The protocol tries to do its best sending a little bytes as it can. This is
the VLE encoding mentioned in Lasses doc page. So in practice if the an
Entity ID in the message is 5, it will be sent as u8 instead of u32.

The details on the VLE encoding can be found from
http://clb.demon.fi/knet/_immediate_mode_serialization.html. This is
already implemented in the current Web Tundra prototype by me, so the
bit-fiddling is not a problem :)

As the bulk of Tundras network messages in an usual scene are moving
objects there is a special "RigidBodyUpdateMessage" that is not currently
on the wiki page, but is referenced by Lasse here
https://forge.fi-ware.eu/plugins/mediawiki/wiki/miwi/index.php/RealXtend_Tundra_protocol#Optimizations.
Using this message reduces the bandwidth costs a lot in most cases, eg if
you move pos.x in EC_Placeable, the generic sync would send the whole
transform attribute (9x4bytes), but this is where the specialized message
kicks in an only 4 bytes is sent.


> -- It seems there needs to be some encoding also for the commands, as
> well as things like authentification and such?
>

The protocol has other messages in addition to the Scene synchronization
messages. LoginMessage sent from the client to the server and
LoginReplyMessage that is a reply for this message.

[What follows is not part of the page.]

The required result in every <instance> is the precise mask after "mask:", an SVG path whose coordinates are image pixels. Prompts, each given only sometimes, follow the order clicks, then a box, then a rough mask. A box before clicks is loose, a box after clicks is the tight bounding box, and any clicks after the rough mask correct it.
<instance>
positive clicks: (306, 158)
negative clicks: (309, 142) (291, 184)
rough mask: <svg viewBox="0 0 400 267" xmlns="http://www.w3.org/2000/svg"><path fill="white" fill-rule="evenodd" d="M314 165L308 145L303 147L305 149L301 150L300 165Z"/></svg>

The LoginMessage is, again a generic message, which is just a set of login
properties the client wants to send to the server. This data can be
anything from only "username" to "username" + "password" + "authtoken", you
name it. All these login properties persist in the servers memory for the
whole time this client is logged in, and applications have full access to
these login properties. Applications (scripts or custom C++ plugins) can
act on the login properties and if sees fit reject the login attempt.

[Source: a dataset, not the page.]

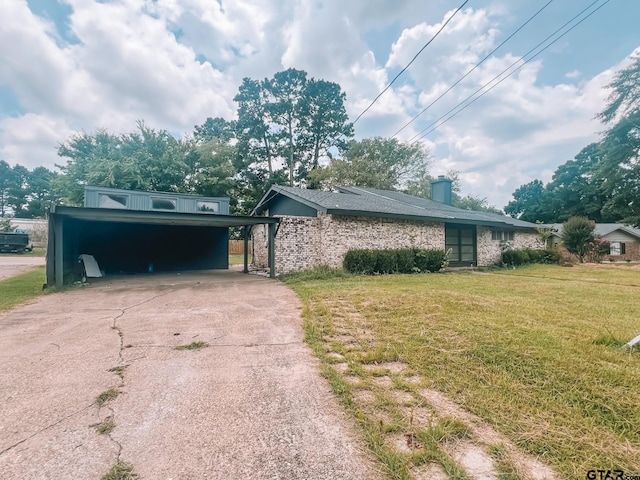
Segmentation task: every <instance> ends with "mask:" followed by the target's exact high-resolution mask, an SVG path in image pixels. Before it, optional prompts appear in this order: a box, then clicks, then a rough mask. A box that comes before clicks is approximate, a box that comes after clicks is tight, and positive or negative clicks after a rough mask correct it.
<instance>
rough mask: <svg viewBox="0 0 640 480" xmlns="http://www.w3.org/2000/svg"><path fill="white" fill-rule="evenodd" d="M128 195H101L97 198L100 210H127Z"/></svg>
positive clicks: (128, 196)
mask: <svg viewBox="0 0 640 480" xmlns="http://www.w3.org/2000/svg"><path fill="white" fill-rule="evenodd" d="M127 200H129V196H128V195H114V194H112V193H101V194H100V195H99V197H98V205H99V206H100V208H127Z"/></svg>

This login message is for example used in Meshmoon to validate a
authentication token (our client puts this token to the login properties
when used logs in to a scene) which gets validated by the Meshmoon server
side logic from our backend. So essentially the login/authentication step
can be fully customized by the application using Tundra. By default Tundra
SDK will let anyone in with any login properties, again either C++ logic or
server side script needs to implement the auth/login model of the scene. It
can range from simple username/password checks to more elaborate backend
validations against a user database etc.


>
> -- Is there any notion of security?
>

Yes, again this is very generic. The Tundra SDK does not decide what
security model you have. It provides signals to application logic (C++ or
script) to tell it if a scene change should be allowed. This has proven to
be enough in Meshmoon as we use it to determine who can make client side
scene changes. If the Meshmoon user has "basic" permission on the scene we
will reject any changes it tries to do to the scene model on the client
side. These users can still interact with the scene via the scripts in that
scene, whatever the apps there might be.

You can send custom messages via EntityActions (not yet documented on the
wiki). Basically its a way for the client to send messages with custom data
variables and the server side logic can act on it. With this mechanism you
can move the scene manipulation to the server side and thus the change is
allowed also for "basic" users.

The change requests can be catched in server side app logic from
http://doc.meshmoon.com/doxygen/class_scene_sync_state.html#signals. At
some point we will need to extend this to provide information what
component and attribute the change was targeted to. Currently it will tell
what entity the client tried to manipulate.


>
>
> Best,
>
>         Philipp
>

Lasse: Please step in if I made an factual errors :)

Best regards,
Jonne Nauha
Meshmoon developer at Adminotech Ltd.